Audio saved to output.wav


In [3]:
import pyaudio
import numpy as np
from transformers import WhisperProcessor, WhisperForConditionalGeneration

# Parameters for audio recording
FORMAT = pyaudio.paInt16  # 16-bit resolution
CHANNELS = 1             # Mono audio
RATE = 16000             # 16kHz sampling rate (required by Whisper)
CHUNK = 1024             # 1024 samples per frame
RECORD_SECONDS = 5       # Duration of recording

# Initialize PyAudio
audio = pyaudio.PyAudio()

# Open stream
stream = audio.open(format=FORMAT, channels=CHANNELS,
                    rate=RATE, input=True,
                    frames_per_buffer=CHUNK)

print("Recording...")

frames = []

# Record audio
for _ in range(0, int(RATE / CHUNK * RECORD_SECONDS)):
    data = stream.read(CHUNK)
    frames.append(data)

print("Recording finished.")

# Stop and close the stream
stream.stop_stream()
stream.close()
audio.terminate()

# Convert audio frames to numpy array
audio_data = np.frombuffer(b''.join(frames), dtype=np.int16).astype(np.float32) / 32768.0

# Load Whisper model and processor
processor = WhisperProcessor.from_pretrained("openai/whisper-tiny")
model = WhisperForConditionalGeneration.from_pretrained("openai/whisper-tiny")
model.config.forced_decoder_ids = None

# Prepare input features for Whisper
input_features = processor(audio_data, sampling_rate=RATE, return_tensors="pt").input_features

# Generate token ids and decode transcription
predicted_ids = model.generate(input_features)
transcription = processor.batch_decode(predicted_ids, skip_special_tokens=True)

# Print the transcription
print("Transcription:", transcription[0])
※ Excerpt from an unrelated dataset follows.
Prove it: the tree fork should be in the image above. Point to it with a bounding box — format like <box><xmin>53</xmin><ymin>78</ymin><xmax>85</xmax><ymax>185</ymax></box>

  from .autonotebook import tqdm as notebook_tqdm


Recording...
Recording finished.


Due to a bug fix in https://github.com/huggingface/transformers/pull/28687 transcription using a multilingual Whisper will default to language detection followed by transcription instead of translation to English.This might be a breaking change for your use case. If you want to instead always translate your audio to English, make sure to pass `language='en'`.
Passing a tuple of `past_key_values` is deprecated and will be removed in Transformers v4.43.0. You should pass an instance of `EncoderDecoderCache` instead, e.g. `past_key_values=EncoderDecoderCache.from_legacy_cache(past_key_values)`.
The attention mask is not set and cannot be inferred from input because pad token is same as eos token. As a consequence, you may observe unexpected behavior. Please pass your input's `attention_mask` to obtain reliable results.


Transcription:  Hi, my name is Riki. Ha, you.